Spent most of the day yesterday with R., as he negotiated the semi-treacherous waters of new-car purchasing. The genius part of his purchase was that the car isn’t new, per se; it’s a 2003, but it’s only got 4000 miles on it, having spent the first year of its life in what amounts to a traveling car beauty pageant. It’s gorgeous, it’s fast, it’s fully loaded, and it’s already taken that drive-it-off-the-lot-and-lose-$5000-in-value hit.
The car — I’m already beginning to think of her as the Valkyrie — is seriously a feat of engineering. These guys have thought of everything. Except one thing: how to set the clock.
She comes with a slew of manuals: the full-on owner’s manual; the quick guide; the service and warranty manual; the stereo manual; the car care manual (i.e., how to wash it). The clock resides on the stereo display, so the first assumption is that the stereo manual will have said information.

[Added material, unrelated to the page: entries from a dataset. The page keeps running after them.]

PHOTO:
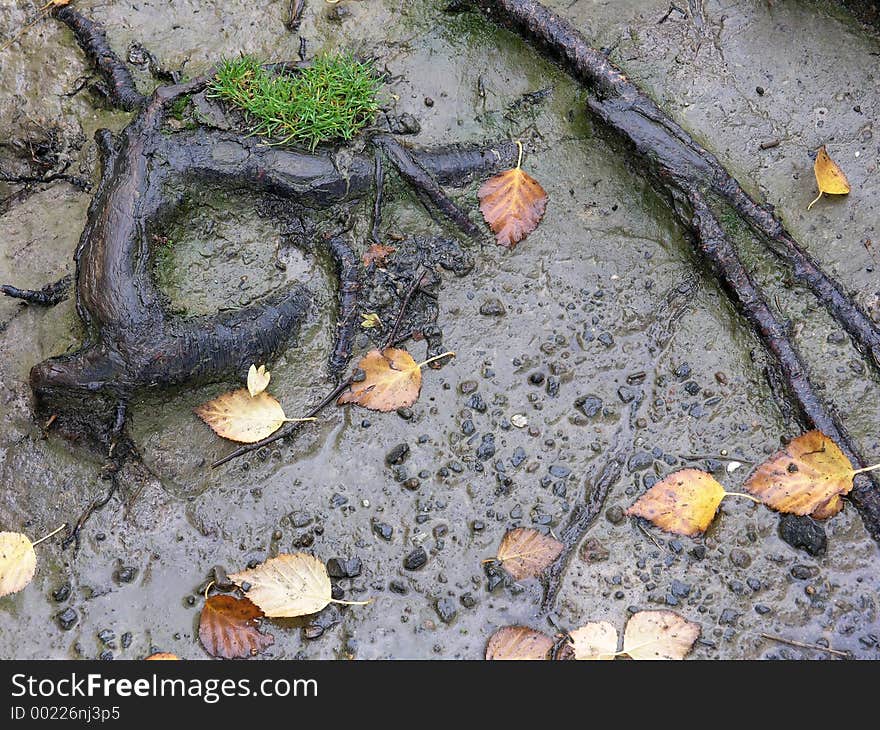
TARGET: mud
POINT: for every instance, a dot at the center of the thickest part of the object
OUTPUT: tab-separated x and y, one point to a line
605	300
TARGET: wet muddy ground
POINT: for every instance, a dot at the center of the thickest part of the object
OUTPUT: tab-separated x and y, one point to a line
600	330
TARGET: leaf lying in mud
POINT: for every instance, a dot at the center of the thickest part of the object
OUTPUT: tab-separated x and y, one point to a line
525	553
228	628
807	477
376	254
239	416
596	640
659	635
392	380
18	562
518	643
258	380
829	177
289	585
513	204
684	502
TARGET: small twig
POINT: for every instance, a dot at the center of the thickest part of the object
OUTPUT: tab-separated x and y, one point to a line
802	645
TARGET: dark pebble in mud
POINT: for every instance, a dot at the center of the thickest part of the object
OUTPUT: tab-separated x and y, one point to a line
614	514
589	405
493	308
397	455
67	619
593	551
125	574
416	559
344	568
446	610
803	534
383	530
740	558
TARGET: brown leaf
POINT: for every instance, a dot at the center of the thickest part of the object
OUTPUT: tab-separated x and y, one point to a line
376	254
684	502
807	477
228	628
513	204
393	380
518	643
659	635
525	553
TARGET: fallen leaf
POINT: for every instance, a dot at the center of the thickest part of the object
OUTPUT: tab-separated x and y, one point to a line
377	253
513	204
525	553
659	635
807	477
239	416
289	585
829	177
392	380
258	380
18	562
370	320
518	643
228	628
597	640
684	502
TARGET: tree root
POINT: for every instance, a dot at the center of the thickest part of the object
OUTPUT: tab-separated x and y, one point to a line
687	175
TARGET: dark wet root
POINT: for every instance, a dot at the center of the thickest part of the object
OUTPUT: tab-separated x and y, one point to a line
686	174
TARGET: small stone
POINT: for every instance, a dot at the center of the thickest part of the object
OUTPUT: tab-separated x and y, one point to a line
446	610
416	559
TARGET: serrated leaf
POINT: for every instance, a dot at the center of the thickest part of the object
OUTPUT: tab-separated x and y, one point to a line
518	643
525	553
659	635
684	502
18	562
258	379
228	628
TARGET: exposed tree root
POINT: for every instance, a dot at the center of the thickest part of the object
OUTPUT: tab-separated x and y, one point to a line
687	175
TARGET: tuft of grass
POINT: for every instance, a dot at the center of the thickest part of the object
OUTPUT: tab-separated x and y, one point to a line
334	98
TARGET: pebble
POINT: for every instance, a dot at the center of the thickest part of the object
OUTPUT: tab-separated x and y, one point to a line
446	610
416	559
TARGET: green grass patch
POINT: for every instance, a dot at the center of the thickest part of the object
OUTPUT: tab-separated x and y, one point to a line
333	99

Look in the index for “clock”; nothing. Look in the index for “time”; nothing. Look in the index for “setting,” as in “setting the clock,” and bingo:
See car owner’s manual.
Hmm. Check the owner’s manual. Look in the index for “setting”; nothing. Look in the index for “clock, setting the,” and bingo:
See radio or onboard computer guide.
We’re at a loss. The clock may well be wrong until Daylight Savings Time ends.
In fact, I may now know why the clock wasn’t reset when Daylight Savings Time started.